China syndromeChinese spy network steals U.S. UAV secrets

Published 22 May 2008

Chinese intelligence service plants a spy at the University of Tennessee - he was masquerading as a graduate research assistant - and recruit a retired professor and a local company to steal advanced UAV designs

A federal grand jury in the Eastern District of Tennessee returned an eighteen-count indictment charging J. Reece Roth, a professor emeritus at the University of Tennessee, and Atmospheric Glow Technologies (AGT), a Knoxville-based technology company, with conspiring to defraud the U.S. Air Force and disclose restricted U.S. military data about unmanned aerial vehicles (UAVs) to foreign nationals without first obtaining the required U.S. government license or approval. The indictment was announced yesterday by James Dedrick, U.S. attorney for the Eastern District of Tennessee, and Patrick Rowan, acting assistant attorney general for national security. Roth, age 70, currently resides in Knoxville, Tennessee. He is anticipated to make his initial court appearance next week before a U.S. magistrate Judge. Roth is charged in the indictment with one count of conspiracy to defraud the U.S. Air Force and violate the Arms Export Control Act; fifteen counts of violating the Arms Export Control Act, and one count of wire fraud for defrauding the University of Tennessee. AGT is charged in the indictment with one count of conspiracy to defraud the U.S. Air Force and violate the Arms Export Control Act and ten counts of violating the Arms Export Control Act.

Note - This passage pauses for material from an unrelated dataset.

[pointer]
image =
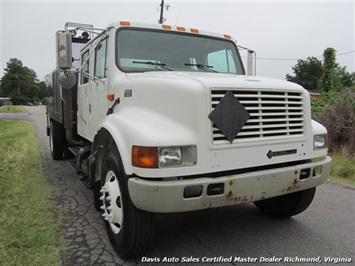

According to the indictment, between January 2004 and May 2006, Roth and AGT engaged in a conspiracy to transmit export-controlled technical data related to a restricted U.S. Air Force contract to develop plasma actuators for a munitions-type UAV to one of more foreign nationals, including a citizen from the People’s Republic of China. The Chinese national was a graduate research assistant at the University of Tennessee. The University of Tennessee was victimized by the conspirators and cooperated throughout with the Federal Bureau of Investigation (FBI) led federal investigation. Further, according to the indictment, Roth departed for the People’s Republic of China in May 2006 and carried multiple documents, which were subject to export controls, containing technical data controlled by the International Trafficking in Arms Regulations and related to the above U.S. Air Force contract. The indictment also alleges that, in May 2006, Roth directed the wire transmission to an individual in China of a document containing restricted technical data controlled by the International Trafficking in Arms Regulations and related to the above contract. Violations of the Arms Export Control Act carry a maximum possible penalty of ten years imprisonment and a $1,000,000 fine. Wire fraud carries a maximum possible penalty of 20 years imprisonment and a $250,000 fine, while conspiracy carries a maximum penalty of five years imprisonment and a 250,000 fine.